On a windy weekday in eighth grade I was excused from school to be a crucifer at a funeral. I remember the cold day, standing next to the pastor, the wind whipping our albs. I can see the serious calm with which he conducted the rites, the way he held himself, how he attended to that family. Out there far from any written texts, far from a classroom or anything addressed to me personally at all, there in the cemetery, I learned the Creed. I learned that God created us and our bodies, that he redeemed them and would one day resurrect them. But I learned it sideways. I learned it by the look on my pastor’s face, the way he stood tall in the cold and wind, the dignified yet caring way he spoke the words of that rite, all for the sake of that family and for a witness to Christ and his resurrection.

Untidy Way Stations

This kind of thing happens in the church pews. The experience is messy and fractured and hardly resembles tidy liturgical manuals, much less our sturdy, orderly volumes of systematics. Yet people get God there in those pews. They get Jesus.

Often they get him sideways, in peripherals. They may not be able to tell you the sequence of the church year, but they can feel when it is Advent or Easter. They may not be able to explain the doctrine of the Incarnation or the vicarious atonement, but they know the taste of that unleavened bread, “his true body” and they know it is Christ substantially and concretely with them.
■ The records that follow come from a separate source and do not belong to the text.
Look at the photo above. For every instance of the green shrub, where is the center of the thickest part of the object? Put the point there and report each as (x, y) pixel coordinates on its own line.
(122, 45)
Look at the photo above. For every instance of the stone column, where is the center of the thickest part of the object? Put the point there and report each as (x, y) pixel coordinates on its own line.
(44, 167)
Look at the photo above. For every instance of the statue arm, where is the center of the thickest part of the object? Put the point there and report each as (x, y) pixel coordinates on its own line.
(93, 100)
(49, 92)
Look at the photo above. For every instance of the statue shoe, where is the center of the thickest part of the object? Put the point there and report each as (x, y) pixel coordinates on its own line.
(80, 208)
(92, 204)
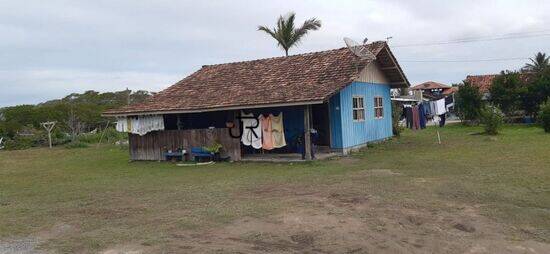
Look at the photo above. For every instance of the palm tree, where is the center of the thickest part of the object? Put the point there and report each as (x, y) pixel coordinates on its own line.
(539, 63)
(286, 35)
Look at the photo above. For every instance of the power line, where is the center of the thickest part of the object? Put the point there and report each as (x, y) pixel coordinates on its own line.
(480, 38)
(465, 60)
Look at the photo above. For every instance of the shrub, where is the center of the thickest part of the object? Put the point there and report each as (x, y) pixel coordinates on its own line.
(76, 144)
(469, 103)
(544, 116)
(492, 118)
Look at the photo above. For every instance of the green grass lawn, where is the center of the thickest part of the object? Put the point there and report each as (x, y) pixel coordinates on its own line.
(111, 201)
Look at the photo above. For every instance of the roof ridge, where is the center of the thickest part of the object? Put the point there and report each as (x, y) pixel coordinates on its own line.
(281, 57)
(480, 75)
(274, 57)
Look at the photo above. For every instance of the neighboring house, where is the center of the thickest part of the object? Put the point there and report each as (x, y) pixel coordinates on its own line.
(334, 92)
(484, 82)
(432, 90)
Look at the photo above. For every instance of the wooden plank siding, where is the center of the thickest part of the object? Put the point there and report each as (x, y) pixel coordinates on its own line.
(151, 145)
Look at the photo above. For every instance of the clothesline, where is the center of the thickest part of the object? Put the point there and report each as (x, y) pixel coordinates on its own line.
(263, 132)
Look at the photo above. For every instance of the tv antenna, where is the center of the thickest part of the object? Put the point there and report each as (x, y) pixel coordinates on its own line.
(359, 50)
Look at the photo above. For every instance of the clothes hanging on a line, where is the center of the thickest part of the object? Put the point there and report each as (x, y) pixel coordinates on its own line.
(422, 116)
(278, 131)
(267, 132)
(440, 107)
(263, 132)
(252, 131)
(442, 121)
(140, 125)
(407, 111)
(416, 118)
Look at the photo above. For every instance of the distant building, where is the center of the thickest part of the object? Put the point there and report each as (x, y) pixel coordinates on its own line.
(484, 82)
(432, 90)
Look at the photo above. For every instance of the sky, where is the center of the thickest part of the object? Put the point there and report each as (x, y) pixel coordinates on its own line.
(49, 49)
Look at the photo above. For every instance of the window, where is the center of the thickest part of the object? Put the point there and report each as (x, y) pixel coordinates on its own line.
(358, 108)
(378, 107)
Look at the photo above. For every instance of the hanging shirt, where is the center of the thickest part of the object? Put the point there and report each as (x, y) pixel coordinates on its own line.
(278, 131)
(422, 115)
(440, 107)
(252, 131)
(267, 132)
(122, 124)
(416, 118)
(140, 125)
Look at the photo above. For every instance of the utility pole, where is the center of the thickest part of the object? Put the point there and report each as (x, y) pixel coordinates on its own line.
(49, 127)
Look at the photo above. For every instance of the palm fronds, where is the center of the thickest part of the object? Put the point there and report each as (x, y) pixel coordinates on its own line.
(286, 35)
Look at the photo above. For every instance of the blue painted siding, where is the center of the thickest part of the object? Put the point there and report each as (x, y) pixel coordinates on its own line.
(350, 133)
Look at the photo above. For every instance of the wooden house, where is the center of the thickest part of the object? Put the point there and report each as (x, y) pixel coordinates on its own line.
(345, 99)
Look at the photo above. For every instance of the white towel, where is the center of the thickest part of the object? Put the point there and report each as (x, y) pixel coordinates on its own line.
(248, 138)
(440, 107)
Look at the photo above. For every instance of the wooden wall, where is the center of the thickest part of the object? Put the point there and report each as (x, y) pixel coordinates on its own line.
(151, 145)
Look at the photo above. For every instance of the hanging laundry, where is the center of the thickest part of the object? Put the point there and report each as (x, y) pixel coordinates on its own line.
(416, 118)
(252, 131)
(122, 124)
(278, 131)
(408, 116)
(427, 108)
(140, 125)
(267, 132)
(442, 121)
(422, 116)
(440, 107)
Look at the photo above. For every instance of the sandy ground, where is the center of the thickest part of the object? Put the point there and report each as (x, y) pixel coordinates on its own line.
(322, 220)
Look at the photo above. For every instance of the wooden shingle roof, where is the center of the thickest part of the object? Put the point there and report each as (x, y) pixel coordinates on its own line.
(294, 80)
They know that the absolution in its cross-shaped delivery is, for all its repetition and familiarity, God’s voice. The Bible stories somehow become their stories. Even in its fitful and splintered reality, the service manages to communicate that, once again, God has come to me, that for one more week I, in all my weakness and failure, am covered.

Peripherals, getting God sideways, is a consequence of worshipping God in a human body, in and through our sensory perceptions. It is not an argument to abandon teaching or catechesis or meaningful, careful worship. Peripherals cannot communicate without a center. One cannot get God sideways without the actual message and teaching of Christ and his work in all its wonderful, gospel detail.

But most of the people in our churches are not theology students, and our parishes are not miniature seminaries. Perfect, doctrinal, liturgical, and sacramental transmission of the truth never occurs. Our churches are untidy, imperfect way stations where God in his mercy deigns to be heard and felt and to give his mercy and forgiveness and indeed his very self. But he does all this through human beings, through imperfect rituals and words and buildings and gatherings. Yet in all of those distractions, in and through those cracked, humble vessels, God comes to us.

Proclaimed & Present

Getting God sideways is how the church works. The straight-ahead message of the gospel slips out of the preacher’s mouth in his idiosyncratic style and travels through the static of the group, through a thousand competing thoughts and sounds, and is received by a listener who understands it in his own limited way, and yet Christ is proclaimed. Christ has given himself over to sinners, not only to be crucified but also to be shared. In the flawed assembly, Christ is present. Sideways, hidden, but present, God among his people.

Paul Gregory Alms (paulgregoryalms.blogspot.com) is pastor of Redeemer Lutheran Church (LCMS) in Catawba, North Carolina. He is a graduate of Concordia Theological Seminary in Fort Wayne, Indiana, with both MDiv and STM degrees. He has written extensively for journals such as First Things, Concordia Theological Journal, Lutheran Witness, Lutheran Forum, The Cresset, and others. He is married and the father of four girls.